I am at Lady Elliot Island, an island on the southern tip of the famed Great Barrier Reef of Australia, volunteering with Project Manta, a research program based at The University of Queensland, Brisbane. It was founded in 2007 to find out more about the population of manta rays along the east coast of Australia, because despite the interest in manta rays from divers, very little was known about them.

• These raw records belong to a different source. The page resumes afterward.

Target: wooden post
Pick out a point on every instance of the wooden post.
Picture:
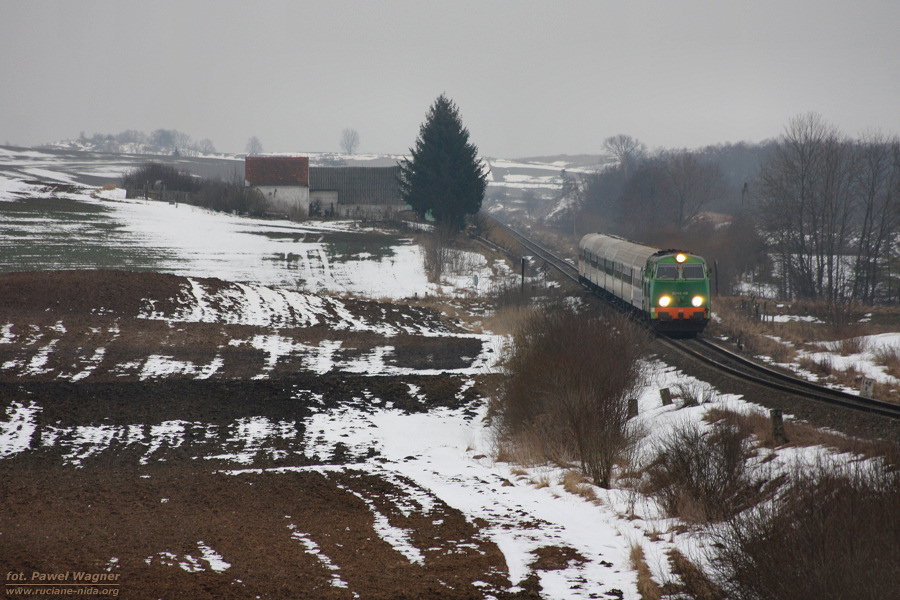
(523, 276)
(666, 396)
(632, 408)
(866, 387)
(778, 427)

I first got involved with Project Manta in 2011 as an Earthwatch volunteer. At that time, I had never dived with mantas before and was attracted to the prospect of diving with and contributing to research about them at the same time. On the trip, I helped take identification photos (on scuba as I hadn’t started freediving then), record data on sea/weather conditions and manta behaviour, and collect plankton for studies on their feeding behaviour. Through the research it does, the project has built up a database of individual manta rays of over 1000 animals on both the west and east coast and has gained valuable insight on their feeding ecology and migratory movements. This information is extremely important for conservation efforts (mantas are listed as Vulnerable on the IUCN Red List).
After the Earthwatch experience, I was hooked! When I got the opportunity to, I did my own research project on manta rays and got involved with Project Manta again. I have continued to volunteer with them since then, assisting by taking photo ID shots on breath hold (freedivers are particularly useful during surface feeding events and moving in between cleaning stations) - an experience I greatly value. Each trip brings remarkable memories - a feeding chain of 70+ manta rays, tiger shark encounters, swimming with a whale, rescuing a manta which had fishing line entangled in its gills slits. In 2016, we brought a small group of Zenners here to help with photo ID work and were treated to an incredible dolphin encounter.
I do hope that one day you will be able to share similar wondrous encounters with manta rays or other marine life and be inspired to help with conservation like I was… The world needs it!